The Court, consisting of Lord Denman CJ, Littledale J and Patteson J held, that the plaintiff was entitled to recover the £20. The advertisement amounted to a general promise or contract to pay the offered reward to any person who performed the condition mentioned in it, namely, who gave the information. Two judges clearly stated that motives were irrelevant. One of two case reports read as follows.

Denman, C. J. — Was any doubt suggested as to whether the plaintiff knew of the handbill at the time of her making the disclosure?

Curwood [Counsel]. — She must have known of it, as it was placarded all over Hereford, the place at which she lived.

Mr. Justice J. Parke. — I take this to have been a contract with any one who did the thing.

Mr. Justice Littledale. — If the person knows of the handbill and does the thing, that is quite enough. It does not say, whoever will come forward in consequence of this handbill.

Denman, C. J. — As the plaintiff is within the terms of the handbill, she is entitled to the reward..
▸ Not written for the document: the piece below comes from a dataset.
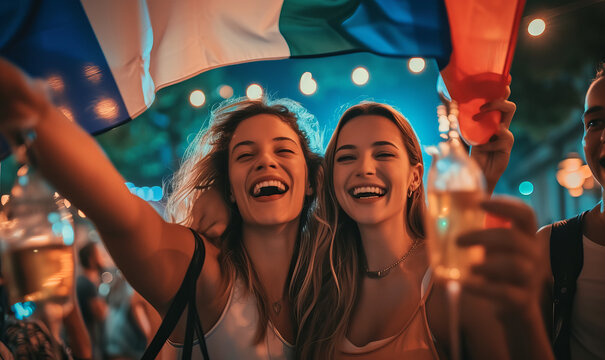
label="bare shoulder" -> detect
[460,288,510,359]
Mr. Justice Patteson. — The plaintiff being within the terms, her motive is not material.

==Significance==
This case has generated some controversy, because in R v Clarke the Australian High Court held that it was consistent with the proposition that "reliance" on an offer is essential for the possibility of acceptance, and therefore formation of a contract. By contrast, Littledale J suggests that if someone "knows" of an offer, this is sufficient, whatever their motive. A third possibility is that no knowledge of an offer is necessary for the formation of a binding obligation (whether contractual or not). If someone offers a reward, or makes a general offer to anyone who performs certain terms, they will be bound by their offer to the person who confers a benefit upon them. Not to do so could be regarded either as unconscionable, or lead to unjust enrichment.